Darwin saw a structural analogy between geological and biological uniformitarianism. The content of what Darwin read in Lyell’s book (geological stratification) was substantively unlike the things Darwin was considering (biological speciation), but the underlying structure was, to Darwin’s mind, very similar. Here again, we see the immense importance of cognitive structure in the formulation of new knowledge. Time and time again, great inventions and innovations are the product of this structural awareness rather than informational content.

Figure 6.11: Uniformitarianism in Geology and Biology

Remember from Chapter 4 that many traditional mapping techniques emphasize informational content over structure. In contrast, DSRP maps emphasize the structure that brings meaning to information. Knowledge discovery in the future may very well be reliant on the big data created by these globally shared DSRP maps that show us where new knowledge can be discovered based on structure, not on substantive content.

The University of California at San Diego's (UCSD) Map of Science (Figure 6.12) illustrates the analysis of 7.2 million papers (sourced from Web of Science and Scopus) using author citation networks across 13 sub-disciplines. David McConville of the Buckminster Fuller Institute explains: “The radical fragmentation of knowledge is making it difficult to understand any kind of big picture. Academia now has 8,000 disciplines, 50,000 journals, and over a million articles published every year. A visualization from the University of California–San Diego shows how few disciplines actually draw from, or even reference, fields other than their own. We are facing a time of extreme hyper-specialization.”

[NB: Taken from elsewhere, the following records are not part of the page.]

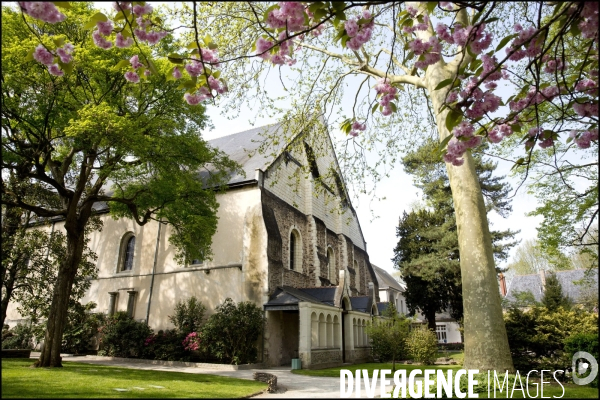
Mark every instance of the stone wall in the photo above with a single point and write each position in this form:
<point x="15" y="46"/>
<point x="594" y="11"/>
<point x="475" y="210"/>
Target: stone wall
<point x="324" y="358"/>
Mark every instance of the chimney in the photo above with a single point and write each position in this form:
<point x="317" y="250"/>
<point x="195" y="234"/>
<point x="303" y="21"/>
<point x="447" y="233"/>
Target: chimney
<point x="502" y="283"/>
<point x="543" y="279"/>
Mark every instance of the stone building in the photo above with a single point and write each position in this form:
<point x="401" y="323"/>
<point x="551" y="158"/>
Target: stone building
<point x="291" y="246"/>
<point x="391" y="290"/>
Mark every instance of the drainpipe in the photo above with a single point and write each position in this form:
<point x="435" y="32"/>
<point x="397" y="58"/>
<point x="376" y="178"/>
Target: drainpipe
<point x="153" y="273"/>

Figure 6.12: Science Is Still Disciplinary

This lack of interdisciplinary equates to a lack of innovation in science. The kinds of profound insights had by Darwin and children alike come when disciplines intermingle and underlying structures are explicated. Systems thinking and interdisciplinary are synonymous sister acts in moving toward a new science. This new science is based on DSRP structures because it is: boundary crossing (D), reductionistic and holistic (S), interconnected and relational (R), and hyper-perspectival (P).

Simple DSRP rules lie at the base of much of what we need in order to build interdisciplinary knowledge faster and better and ward of the wicked problems of tomorrow, because they:

  1. Give us a modeling language for understanding how knowledge is created;
  2. Reduce excessive focus on informational content by balancing it with cognitive structure;
  3. Increase interdisciplinarity and transfer;
  4. Give elite scientists with highly specialized terminology a common language; and
  5. Provide predictive analytics that allow scientists to “mine for insights” in the most probable places.